In the latest in a series of cutbacks, the dozen officers - introduced after the murder of head teacher Philip Lawrence in 1995 - are to go.
Tasked with helping schools deal with unruly pupils, they are to be replaced by PCSOs, who have fewer powers.
The Kent Police Federation - which represents rank-and-file officers - said it is the "reality of cuts to police budgets".
Chairman Ian Pointon said: "Whilst I appreciate the concern and disappointment, difficult operational decisions have to be made.
"We have already seen £50million cut from the budget with a cut of £20million to come."

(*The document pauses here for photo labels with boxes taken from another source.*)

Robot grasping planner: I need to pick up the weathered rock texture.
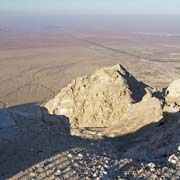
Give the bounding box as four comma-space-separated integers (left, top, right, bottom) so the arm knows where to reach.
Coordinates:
45, 65, 162, 134
166, 79, 180, 106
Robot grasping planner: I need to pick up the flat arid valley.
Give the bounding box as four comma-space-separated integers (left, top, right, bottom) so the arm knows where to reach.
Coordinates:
0, 10, 180, 180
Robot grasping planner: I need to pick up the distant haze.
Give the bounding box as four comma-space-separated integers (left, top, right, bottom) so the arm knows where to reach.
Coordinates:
0, 0, 180, 15
0, 14, 180, 34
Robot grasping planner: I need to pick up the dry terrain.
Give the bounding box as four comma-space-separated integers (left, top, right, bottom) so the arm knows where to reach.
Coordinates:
0, 16, 180, 180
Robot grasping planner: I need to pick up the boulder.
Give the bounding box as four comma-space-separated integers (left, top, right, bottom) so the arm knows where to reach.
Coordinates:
165, 79, 180, 107
44, 65, 162, 134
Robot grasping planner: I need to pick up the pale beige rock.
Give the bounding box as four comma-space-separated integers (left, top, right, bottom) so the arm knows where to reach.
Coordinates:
44, 65, 162, 133
106, 90, 163, 136
166, 79, 180, 106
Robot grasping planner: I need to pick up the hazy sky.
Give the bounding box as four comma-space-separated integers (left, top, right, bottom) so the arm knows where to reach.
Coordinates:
0, 0, 180, 15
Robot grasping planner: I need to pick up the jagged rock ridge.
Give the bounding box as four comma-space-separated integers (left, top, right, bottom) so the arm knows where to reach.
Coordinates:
44, 65, 162, 134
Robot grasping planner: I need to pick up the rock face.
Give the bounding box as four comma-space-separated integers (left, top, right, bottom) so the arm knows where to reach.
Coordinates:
166, 79, 180, 106
44, 65, 162, 133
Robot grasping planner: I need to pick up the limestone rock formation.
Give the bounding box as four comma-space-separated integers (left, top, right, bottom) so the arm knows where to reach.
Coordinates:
44, 65, 162, 134
166, 79, 180, 106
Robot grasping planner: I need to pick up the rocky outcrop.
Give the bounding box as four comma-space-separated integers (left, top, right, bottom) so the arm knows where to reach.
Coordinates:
44, 65, 162, 134
166, 79, 180, 107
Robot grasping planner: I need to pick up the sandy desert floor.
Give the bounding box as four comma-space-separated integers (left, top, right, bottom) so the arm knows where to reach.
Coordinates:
0, 26, 180, 108
0, 16, 180, 180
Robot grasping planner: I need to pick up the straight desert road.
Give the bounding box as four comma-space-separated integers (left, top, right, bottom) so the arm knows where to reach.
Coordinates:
0, 30, 180, 107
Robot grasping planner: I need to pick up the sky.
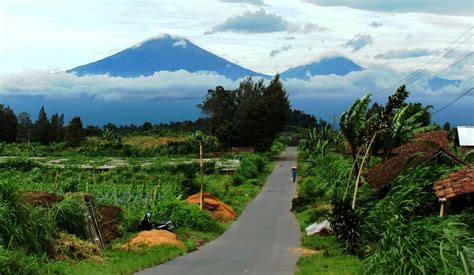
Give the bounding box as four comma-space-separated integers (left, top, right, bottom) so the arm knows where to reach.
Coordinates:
0, 0, 474, 123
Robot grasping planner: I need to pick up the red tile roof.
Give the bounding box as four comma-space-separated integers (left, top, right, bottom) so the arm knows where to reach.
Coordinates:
433, 165, 474, 199
366, 139, 464, 190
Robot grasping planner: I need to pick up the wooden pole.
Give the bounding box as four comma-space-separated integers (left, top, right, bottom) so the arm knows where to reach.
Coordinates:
439, 198, 446, 217
352, 132, 377, 209
344, 145, 364, 200
199, 142, 204, 209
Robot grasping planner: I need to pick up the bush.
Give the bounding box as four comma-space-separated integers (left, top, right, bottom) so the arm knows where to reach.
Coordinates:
50, 195, 87, 238
232, 154, 265, 185
0, 181, 56, 254
365, 215, 474, 274
0, 245, 60, 275
330, 199, 360, 253
0, 158, 40, 172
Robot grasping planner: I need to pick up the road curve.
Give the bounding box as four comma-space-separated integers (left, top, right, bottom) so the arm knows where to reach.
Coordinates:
137, 147, 301, 275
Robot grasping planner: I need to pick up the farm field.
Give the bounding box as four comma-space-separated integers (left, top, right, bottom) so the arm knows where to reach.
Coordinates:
0, 133, 284, 274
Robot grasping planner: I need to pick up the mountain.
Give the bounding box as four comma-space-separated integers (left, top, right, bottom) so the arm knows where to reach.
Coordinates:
67, 35, 268, 80
281, 56, 364, 80
428, 77, 461, 92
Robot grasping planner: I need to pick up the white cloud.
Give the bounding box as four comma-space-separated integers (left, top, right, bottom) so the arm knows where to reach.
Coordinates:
374, 49, 434, 59
173, 40, 188, 49
220, 0, 265, 6
270, 45, 291, 57
306, 0, 474, 16
369, 21, 383, 28
206, 9, 288, 34
342, 33, 374, 52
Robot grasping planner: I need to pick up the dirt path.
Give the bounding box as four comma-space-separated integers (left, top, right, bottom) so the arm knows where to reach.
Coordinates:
138, 147, 301, 275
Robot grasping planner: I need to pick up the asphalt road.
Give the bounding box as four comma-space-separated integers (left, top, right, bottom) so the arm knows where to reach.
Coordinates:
138, 147, 301, 275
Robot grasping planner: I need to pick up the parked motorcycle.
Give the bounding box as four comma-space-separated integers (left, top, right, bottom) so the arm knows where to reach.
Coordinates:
138, 210, 176, 233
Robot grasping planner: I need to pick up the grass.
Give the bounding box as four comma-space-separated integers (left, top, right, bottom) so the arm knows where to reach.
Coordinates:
124, 136, 188, 148
59, 245, 185, 275
51, 156, 276, 274
295, 205, 363, 275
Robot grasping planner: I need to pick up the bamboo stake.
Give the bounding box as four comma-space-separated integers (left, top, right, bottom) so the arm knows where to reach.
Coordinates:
352, 132, 377, 209
199, 142, 204, 210
344, 146, 363, 200
439, 198, 446, 217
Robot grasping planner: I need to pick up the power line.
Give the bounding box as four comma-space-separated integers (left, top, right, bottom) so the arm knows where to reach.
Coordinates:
373, 27, 474, 95
410, 52, 474, 89
432, 87, 474, 115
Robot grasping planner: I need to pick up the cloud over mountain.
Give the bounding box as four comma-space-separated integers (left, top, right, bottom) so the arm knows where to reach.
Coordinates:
206, 9, 289, 34
305, 0, 474, 16
374, 49, 433, 59
220, 0, 265, 6
342, 33, 374, 52
205, 9, 329, 34
270, 45, 291, 57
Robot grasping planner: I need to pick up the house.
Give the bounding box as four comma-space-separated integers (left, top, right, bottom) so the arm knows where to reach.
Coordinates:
366, 131, 464, 191
433, 165, 474, 216
457, 126, 474, 153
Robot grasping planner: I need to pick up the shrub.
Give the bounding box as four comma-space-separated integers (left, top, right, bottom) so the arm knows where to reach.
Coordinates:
365, 215, 474, 274
50, 195, 86, 238
330, 199, 360, 253
0, 158, 40, 172
0, 245, 60, 275
0, 181, 56, 254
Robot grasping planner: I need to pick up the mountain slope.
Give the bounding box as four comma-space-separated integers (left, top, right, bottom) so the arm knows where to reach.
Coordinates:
68, 35, 267, 80
281, 56, 364, 80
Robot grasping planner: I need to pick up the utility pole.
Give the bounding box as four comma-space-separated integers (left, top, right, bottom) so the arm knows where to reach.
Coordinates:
199, 142, 204, 210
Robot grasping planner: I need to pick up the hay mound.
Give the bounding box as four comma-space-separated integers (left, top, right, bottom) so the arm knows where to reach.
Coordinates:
50, 233, 103, 262
122, 229, 184, 250
97, 205, 123, 242
186, 193, 235, 221
21, 192, 63, 207
288, 247, 321, 256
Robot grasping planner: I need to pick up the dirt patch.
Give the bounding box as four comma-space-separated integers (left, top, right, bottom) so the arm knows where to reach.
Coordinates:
50, 233, 104, 262
186, 193, 235, 221
21, 192, 63, 207
97, 205, 122, 242
288, 247, 321, 256
121, 229, 184, 250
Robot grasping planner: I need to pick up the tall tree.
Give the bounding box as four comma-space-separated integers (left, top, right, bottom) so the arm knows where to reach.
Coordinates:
0, 104, 18, 142
198, 86, 238, 147
32, 106, 51, 144
17, 112, 33, 140
50, 113, 65, 142
262, 74, 290, 147
64, 116, 86, 147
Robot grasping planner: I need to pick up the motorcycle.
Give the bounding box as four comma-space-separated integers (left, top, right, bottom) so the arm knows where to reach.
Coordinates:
138, 210, 176, 233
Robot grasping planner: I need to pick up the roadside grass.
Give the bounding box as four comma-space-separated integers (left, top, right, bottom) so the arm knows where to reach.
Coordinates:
295, 204, 363, 275
52, 156, 276, 274
58, 245, 185, 275
123, 136, 188, 148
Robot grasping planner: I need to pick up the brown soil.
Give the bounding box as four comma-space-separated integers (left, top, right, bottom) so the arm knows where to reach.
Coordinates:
97, 205, 122, 242
186, 193, 235, 221
50, 233, 103, 262
21, 192, 63, 207
122, 229, 184, 250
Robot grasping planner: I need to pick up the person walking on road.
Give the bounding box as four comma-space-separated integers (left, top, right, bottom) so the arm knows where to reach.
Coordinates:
291, 166, 297, 182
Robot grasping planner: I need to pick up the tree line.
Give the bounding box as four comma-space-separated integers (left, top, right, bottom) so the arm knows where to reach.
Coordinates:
0, 104, 86, 146
198, 75, 290, 150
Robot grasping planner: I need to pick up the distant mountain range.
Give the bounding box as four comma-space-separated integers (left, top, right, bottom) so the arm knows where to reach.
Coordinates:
68, 35, 268, 80
67, 34, 460, 91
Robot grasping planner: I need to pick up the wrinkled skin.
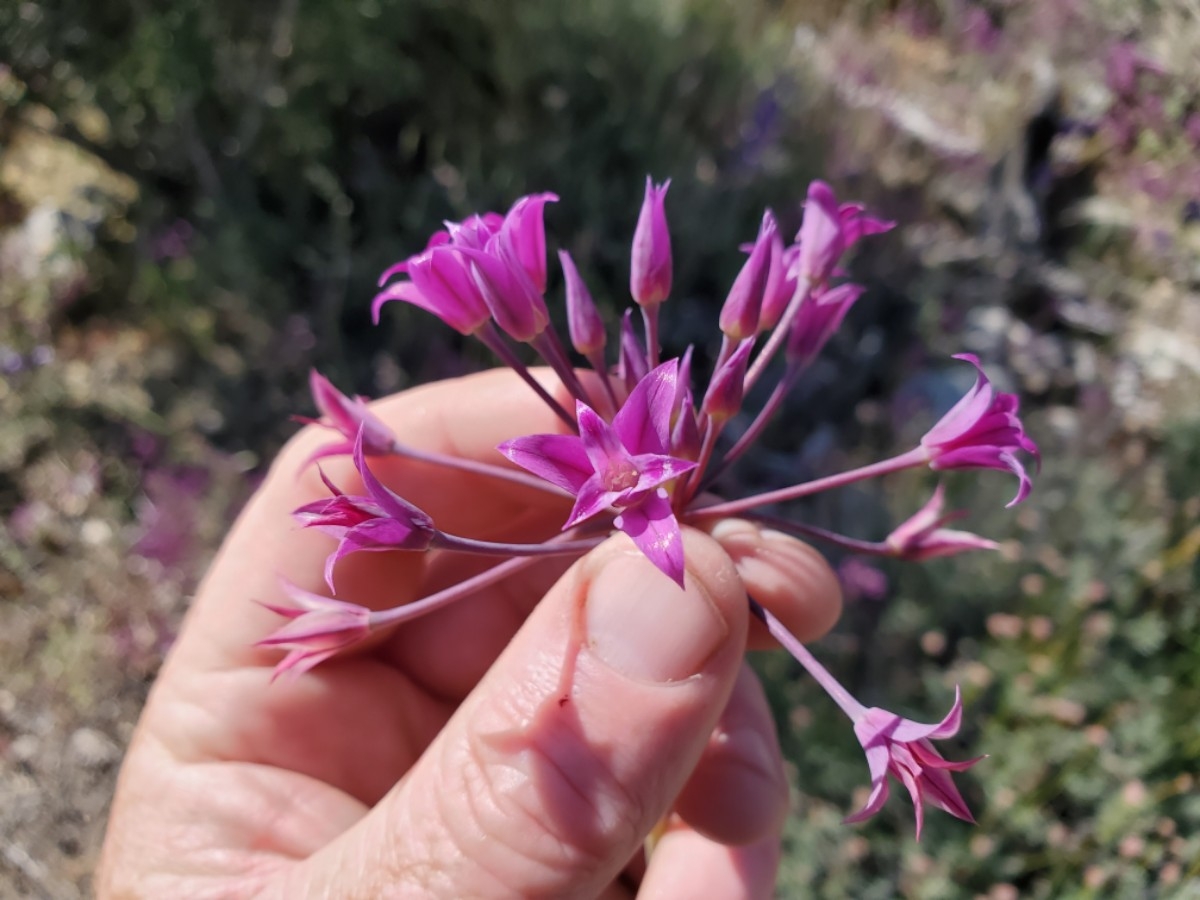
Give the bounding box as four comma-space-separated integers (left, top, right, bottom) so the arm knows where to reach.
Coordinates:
96, 371, 840, 898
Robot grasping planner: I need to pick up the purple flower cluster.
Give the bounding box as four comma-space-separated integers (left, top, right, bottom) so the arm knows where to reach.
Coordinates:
263, 179, 1037, 836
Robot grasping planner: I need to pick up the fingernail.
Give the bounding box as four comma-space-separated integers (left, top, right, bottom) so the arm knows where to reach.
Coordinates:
587, 553, 728, 682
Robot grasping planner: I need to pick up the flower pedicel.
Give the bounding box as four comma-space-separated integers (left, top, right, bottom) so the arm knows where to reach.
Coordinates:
262, 179, 1037, 838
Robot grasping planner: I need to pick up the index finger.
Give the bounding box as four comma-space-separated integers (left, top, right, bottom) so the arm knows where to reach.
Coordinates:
173, 370, 569, 668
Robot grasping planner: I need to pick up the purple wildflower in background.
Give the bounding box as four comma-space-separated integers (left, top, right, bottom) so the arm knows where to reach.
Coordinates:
264, 179, 1037, 835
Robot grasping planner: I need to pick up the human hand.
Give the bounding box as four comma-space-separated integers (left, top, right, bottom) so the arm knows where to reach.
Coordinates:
96, 371, 840, 898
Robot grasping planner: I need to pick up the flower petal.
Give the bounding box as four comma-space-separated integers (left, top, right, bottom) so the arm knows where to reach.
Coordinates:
612, 359, 679, 454
613, 490, 684, 588
497, 434, 595, 494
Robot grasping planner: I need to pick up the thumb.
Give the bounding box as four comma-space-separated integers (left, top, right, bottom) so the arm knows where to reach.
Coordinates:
295, 532, 746, 898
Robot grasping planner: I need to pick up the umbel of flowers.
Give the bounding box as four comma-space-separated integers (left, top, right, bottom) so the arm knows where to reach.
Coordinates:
263, 179, 1037, 838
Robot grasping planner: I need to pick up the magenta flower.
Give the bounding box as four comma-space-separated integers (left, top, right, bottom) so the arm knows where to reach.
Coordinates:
920, 353, 1042, 506
256, 578, 371, 680
718, 212, 782, 341
629, 176, 671, 306
296, 368, 396, 466
499, 192, 558, 295
371, 243, 492, 335
371, 193, 558, 341
499, 360, 696, 586
884, 485, 1000, 562
272, 179, 1038, 838
758, 232, 800, 331
787, 282, 864, 365
700, 341, 754, 422
796, 181, 893, 292
292, 436, 437, 590
558, 250, 607, 358
846, 688, 984, 840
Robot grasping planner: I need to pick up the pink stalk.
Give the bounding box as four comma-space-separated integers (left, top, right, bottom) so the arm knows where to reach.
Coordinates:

He added: "We have lost 500 police officers and 700 police staff. The next round of cuts will see a further 100 police officers, 25 PCSOs and 190 staff posts disappear.
"That's the reality of what a £20million budget cut means for Kent Police.
"We have always maintained there would be consequences to the cuts. We've seen police station front counters closed; officers no longer attending every crime and now the withdrawal of these roles."
Kent Police Ch Supt Neil Jerome said: "Kent Police is making some changes to how it is structured with the emphasis being on local policing, which will continue to be at the heart of the Kent Police model.
"Under the model, a decision has been made to have PCSOs take over the responsibilities of school liaison officers, with those duties forming part of each PCSO's core role.
"PCSOs will be acting as a known contact, working closely with the schools on their patch to provide consistent support. They will be also have access to additional expert support from Kent Police headquarters."
He added: "School liaison officers were first introduced following the murder of head teacher Philip Lawrence in 1995. However, the situation has changed considerably since then.
"Changes to the Education Act now mean that schools have extra powers to deal with incidents, and when the role of Liaison Officers was introduced we didn't have neighbourhood policing, which we do now.
"There are around 730 schools in Kent, and the force currently has only 12 liaison officers, who will be given new roles in local policing when these changes are implemented later in the year. There are more than 300 PCSOs working closely within each community across Kent and they will provide regular engagement with schools and pupils.
"By strengthening local policing, Kent Police will be able to provide support where and when it is needed and embed that support more widely so that all schools have a relationship with their local officer."